Mas em um movimento de maravilhosa retrospecção pude volver à minha infância,
na Miritiba longínqua.
Revi as suas
velhas ruas, semi-arruinadas pelas águas do Piriá e pelas areias implacáveis...
Revi os dias que
se foram e senti novamente a alma expansiva de meu pai como um galho forte e
alegre do tronco robusto dos Veras à minha frente, nos quadros vivos da
memória, abracei a minha irmãzinha inesquecida, que era em nossa casa modesta
como um anjo pequenino da Assunção de Murilo, que se tivesse corporificado de uma
hora para outra sobre as lamas da terra...
Descansei à
sombra das árvores largas e fartas, escutando ainda as violas caboclas,
repenicando os sambas da gente das praias nortistas e que tão bem ficaram
arquivadas na poesia encantadora e simples de Juvenal
Galeno.
Da Miritiba
distante transportei-me à Parnaíba, onde vibrei com o meu grande mundo
liliputiano...
Em espírito,
contemplei com a minha mãe as folhas enseivadas do meu cajueiro derramando-se
na Terra entre as harmonias do canto choroso das rolas morenas dos recantos
distantes de minha terra.
De almas
entrelaçadas contemplei o vulto de marfim antigo daquela santa que, como um
anjo, espalmou muitas vezes sobre o meu espírito cansado as suas asas brancas.
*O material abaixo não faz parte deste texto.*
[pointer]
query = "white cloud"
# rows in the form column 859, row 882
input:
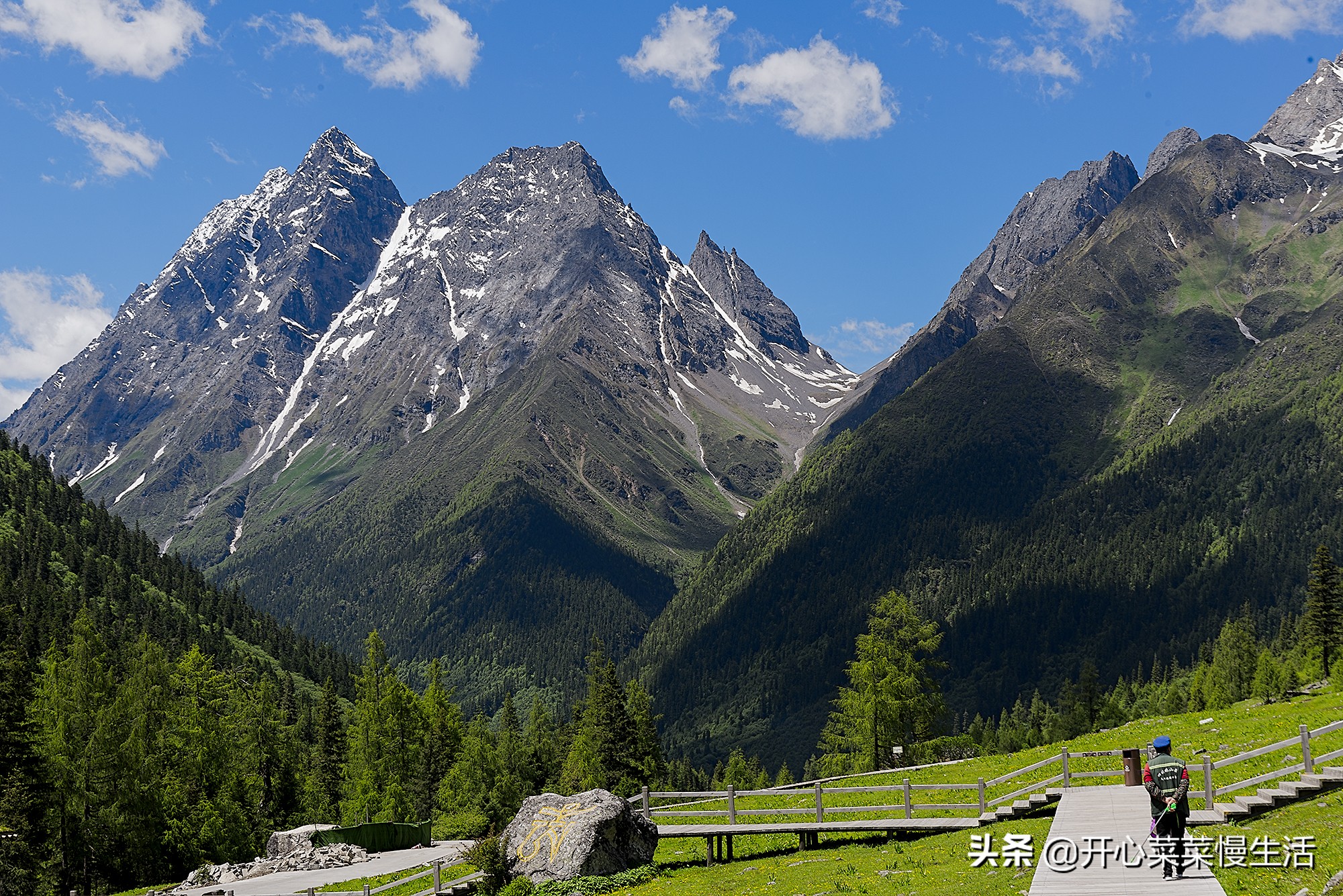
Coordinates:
column 1246, row 19
column 1099, row 17
column 118, row 149
column 393, row 58
column 119, row 36
column 864, row 342
column 50, row 321
column 825, row 93
column 684, row 47
column 1043, row 62
column 224, row 153
column 886, row 11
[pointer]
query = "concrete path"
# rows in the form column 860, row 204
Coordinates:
column 296, row 882
column 1099, row 819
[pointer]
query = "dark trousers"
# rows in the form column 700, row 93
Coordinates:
column 1172, row 827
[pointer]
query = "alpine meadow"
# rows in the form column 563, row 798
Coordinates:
column 396, row 514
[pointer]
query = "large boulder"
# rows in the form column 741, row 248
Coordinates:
column 593, row 834
column 287, row 842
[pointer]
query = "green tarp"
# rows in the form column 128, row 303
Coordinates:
column 378, row 836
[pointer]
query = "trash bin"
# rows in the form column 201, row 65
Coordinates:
column 1133, row 768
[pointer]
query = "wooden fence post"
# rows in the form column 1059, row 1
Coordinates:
column 1208, row 783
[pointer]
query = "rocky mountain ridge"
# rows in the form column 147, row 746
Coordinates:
column 1044, row 221
column 500, row 416
column 1145, row 444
Beijei-lhe as mãos encarquilhadas genuflexo e segurei as contas do seu rosário
e as contas miúdas e claras que corriam furtivamente dos seus olhos,
acompanhando a sua oração...
Ave Maria...
Cheia de graça... Santa Maria... Mãe de Deus...
Ah! De cada vez
que o meu olhar se espraia tristemente sobre a superfície do mundo, volvo a
minha alma aos firmamentos, tomada de espanto e de assombro...
Ainda há pouco,
nas minhas surpresas de recém-desencarnado, encontrei na existência dos
espaços, onde não se contam as horas, uma figura de velho, um espírito ancião,
em cujo coração milenário presumo refugiadas todas as experiências. Longas
barbas de neve, olhos transudando piedade infinita doçura, da sua fisionomia de
Doutor da Lei, nos tempos apostólicos, irradiava-se uma corrente de profunda
simpatia.
- Mestre! –
disse-lhe eu na falta de outro nome – que podemos fazer para melhorar a situação do orbe terreno? O
espetáculo do mundo me desola e espanta...
A família parece
se dissolve...
O lar está
balançando como os frutos podres, na iminência de cair...
A Civilização,
com os seus numerosos séculos de leis e instituições afigura-se haver tocado os
seus apogeus...
De um lado
existem os que se submergem num gozo aparente e fictício, e do outro estão às
multidões famintas, aos milhares, que não têm senão rasgado no peito o sinal da
cruz, desenhado por Deus com a suas mãos prestigiosas como os símbolos que
Constantino gravara nos seus estandartes...
E, sobretudo
Mestre, é a perspectiva horrorosa da guerra...
Não há tranqüilidade
e a Terra parece mais um fogareiro imenso, cheio de matérias em combustão...
Mas o bondoso
espírito-ancião me respondeu com humildade e brandura:
- Meu filho...
Esquece o mundo e deixa o homem guerrear em paz!...
Achei graça no
seu paradoxo, porém só me resta acrescentar:
- Deixem o mundo
em paz com a sua guerra e a sua indiferença!
Não será minha
boca quem vá soprar na trombeta de Josafá.
Cada um guarde
aí a sua crença ou o seu preconceito.
Recebida em
Pedro Leopoldo a 23 de abril de 1935.
Do Livro
Palavras do Infinito. Psicografia de Francisco Cândido Xavier.